Walking in the bowels of the earth in southern Utah was good for my tired soul. I went there still wet with grief from losing one of my best friends last fall and losing my mother in January. I went there still composing mom’s eulogy and sermon for May 22nd. And while there, I listened to my sister on the phone making funeral plans for her husband who is failing rapidly.
I have been a grief counselor and been through this grief cycle personally a number of times, losing my father, my sister and a close friend who was like a brother. But even though I KNOW that grief takes its own time and its own meandering course, I went on this trip just wanting it to be over. I grieve in two distinct ways: my stomach goes into a knot and I am excessively tired. The stomach knot is gone but the exhaustion lingers. Soul exhaustion that my body translates for me. A lot of exhaustion comes from my personality that wants to be strong and resilient and able to take what comes. There’s been a lot of pride in me for that in my history. But not this time. I’m practicing vulnerability, trying to live into what Paul the apostle wrote, “in my weakness I am strong.”
I said to a friend while on the trip that I feel small in this country–in a good way. I see my place in evolution and I can see my grief in literally the “sands of time.” I saw this sign in a little mercantile in Escalante and felt the truth of its message. This grief opens me to kindness. A kindness that opens me to seeing all of us carry grief just a slight fingernail scratch beneath the surface. I don’t say that to diminish my own. Only to sense our humanity together.
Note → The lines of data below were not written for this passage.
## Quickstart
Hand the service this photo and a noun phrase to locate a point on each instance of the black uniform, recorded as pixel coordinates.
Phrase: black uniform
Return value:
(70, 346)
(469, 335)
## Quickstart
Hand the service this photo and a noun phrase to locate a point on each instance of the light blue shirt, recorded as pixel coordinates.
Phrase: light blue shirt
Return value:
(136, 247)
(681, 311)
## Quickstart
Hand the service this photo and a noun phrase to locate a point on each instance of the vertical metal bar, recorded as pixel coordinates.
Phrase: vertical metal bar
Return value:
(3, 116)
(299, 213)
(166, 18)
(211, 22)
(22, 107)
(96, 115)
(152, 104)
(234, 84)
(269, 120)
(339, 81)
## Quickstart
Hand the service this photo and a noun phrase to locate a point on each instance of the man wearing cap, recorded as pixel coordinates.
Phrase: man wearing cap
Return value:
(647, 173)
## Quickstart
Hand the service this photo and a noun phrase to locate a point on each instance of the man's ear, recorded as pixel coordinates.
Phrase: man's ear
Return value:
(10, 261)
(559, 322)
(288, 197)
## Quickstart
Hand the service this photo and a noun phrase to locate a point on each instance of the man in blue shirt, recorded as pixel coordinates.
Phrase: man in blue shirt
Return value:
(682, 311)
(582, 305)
Walking in the Grand Escalante Staircase formed over 100-500 million years, you can see layer after layer of time in the rocks. You can imagine the tremendous forces that shaped the stone through eruptions and uplifts and changes in climate. And most significantly you can see how water running over sandstone for centuries created the beauty of the slot canyons that are my favorite kind of canyon. They feel womb-like to me–very much as if I am being held. And at the same time, signs warn of flash floods that could fill this narrow passageway at any moment without warning. Beauty and loss. They abide together. I’m letting my soul have its share of both these days and lace them together with grace. This healing will come.